Kaylee is looking at her third year as a team captain at the event. She’s been attending Relay for Life events since she was 9. “This is my third year in the relay,” said Carli, who is serving her first year as a captain.
“We love to do it,” said Carli. “We love to be involved any way we can, to be helping the American Cancer Society any way we can.”
“When I was a baby, I was diagnosed with neuro-blastoma,” said Kaylee of the childhood cancer. She doesn’t remember too much about the tumor that grew on her spine. “It’s a tumor of the peripheral nervous tissue,” said Carli, who’s boned up on childhood cancers. She wants to be a pharmacist at St. Jude’s Hospital.
Kaylee said she went through several months of treatment and is fully recovered.
“I used to have monthly checkups at Upstate Hospital in Syracuse. Now I go every two years. It’s been good so far,” she said. “I remember very little. It’s weird. ... But my parents said it was a hard time. I was always a sick baby,” she said.

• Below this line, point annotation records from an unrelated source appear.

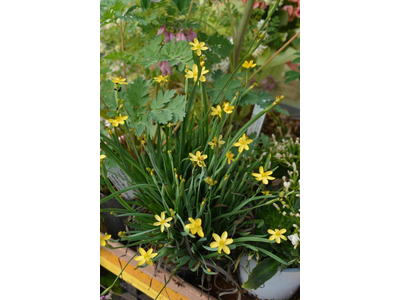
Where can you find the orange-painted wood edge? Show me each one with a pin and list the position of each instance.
(140, 278)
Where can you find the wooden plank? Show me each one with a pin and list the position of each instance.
(140, 278)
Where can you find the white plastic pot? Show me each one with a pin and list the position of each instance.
(281, 286)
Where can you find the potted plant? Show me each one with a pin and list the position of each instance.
(261, 275)
(176, 144)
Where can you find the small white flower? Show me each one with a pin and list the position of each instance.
(294, 238)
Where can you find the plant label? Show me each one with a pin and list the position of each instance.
(257, 125)
(120, 181)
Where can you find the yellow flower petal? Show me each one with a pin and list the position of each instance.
(214, 245)
(226, 250)
(216, 237)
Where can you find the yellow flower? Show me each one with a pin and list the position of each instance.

Carli said her uncle, in his 30s, was diagnosed with melanoma a year ago and her 82-year-old grandmother suffered from cancer of the bladder. Both have recovered.

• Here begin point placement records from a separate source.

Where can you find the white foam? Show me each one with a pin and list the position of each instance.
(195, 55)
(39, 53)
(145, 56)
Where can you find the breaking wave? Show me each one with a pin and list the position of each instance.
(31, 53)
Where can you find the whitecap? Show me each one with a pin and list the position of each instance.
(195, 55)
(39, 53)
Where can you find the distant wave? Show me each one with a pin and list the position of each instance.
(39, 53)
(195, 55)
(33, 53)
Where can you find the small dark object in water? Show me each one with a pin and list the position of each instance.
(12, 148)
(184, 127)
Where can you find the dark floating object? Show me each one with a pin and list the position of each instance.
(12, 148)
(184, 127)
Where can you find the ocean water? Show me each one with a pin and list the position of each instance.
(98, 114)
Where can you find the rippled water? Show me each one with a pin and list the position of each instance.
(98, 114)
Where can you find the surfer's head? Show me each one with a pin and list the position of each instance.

Their team of 10 people, all students, have raised nearly $1,000 and the girls were so excited to get a large donation, $500, from Jeff Halsey of Legend Events, which hosts dance parties for teenagers in Central New York. The girls attended one at the J.M. McDonald Sports Complex last month and said it was a blast. Halsey staged a purple-themed dance at the complex, in honor of the ACS relay, which uses purple as its symbolic color of hope.
“It was amazing,” said Kaylee. “It was pretty cool. We couldn’t thank him enough. Most of our fundraisers are bracelets and rootbeer floats. To have a corporate company give us a check for $500 — it was crazy.”
The girls also make it a habit to go door to door in their neighborhood seeking donations and are becoming famous for their rootbeer floats. They make gorgeous woven bracelets and sell them. An aunt who sells MaryKay cosmetics donated a portion of proceeds as well. They also cash in on bottle returns.
Carli said the event has taught her not to take life for granted. She said people at the relay may be wishing they or their loved ones have their health, or just another day.
“They don’t wish for expensive things, a lot of material things. All they want is to be better. Healthy people, all they want is material things,” she said.